Chilean President Sebastian Pinera has said the Assembly will hold its first session on July 4, as the South American country moves towards replacing its current conservative, dictatorship-era charter.
The re-writing of the constitution is the result of a broad political consensus agreed to after the widespread social protests that broke out at the end of 2019 against inequality.
“This convention undoubtedly represents a great opportunity to achieve a new constitution that will be recognised and respected by all Chileans under a framework of unity and stability toward the future for our democracy,” Pinera said on Sunday.
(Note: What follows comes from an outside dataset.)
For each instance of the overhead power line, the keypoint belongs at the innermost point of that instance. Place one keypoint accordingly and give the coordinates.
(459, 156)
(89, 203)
Over the course of nine months, the 155-member drafting body will have to balance a popular clamour for profound social change with the need to maintain a robust economy as it rewrites the old constitution, which dates from the rule of Augusto Pinochet.
Their term could be extended for three more months, and the body will need a two-thirds majority to approve the draft that will be put to a national referendum next year, in which voting will be mandatory.
Chile’s existing constitution dates from 1980, enacted at the height of Pinochet’s 1973-1990 rule, and limits the role of the state while bolstering private enterprise.
Many Chileans blame it for the deep-rooted gulf between rich and poor, but it is hailed by others, mainly on the right, for the country’s many decades of economic growth.
In choosing the body to write the new charter, voters in May turned their backs on traditional political parties and flocked to independent candidates with no party affiliation but mostly left-wing or socialist ideas.
Many of the independent candidates – an assortment of teachers, writers, journalists, lawyers and activists – were involved in or inspired by the 2019 uprisings and campaigned with promises of social change.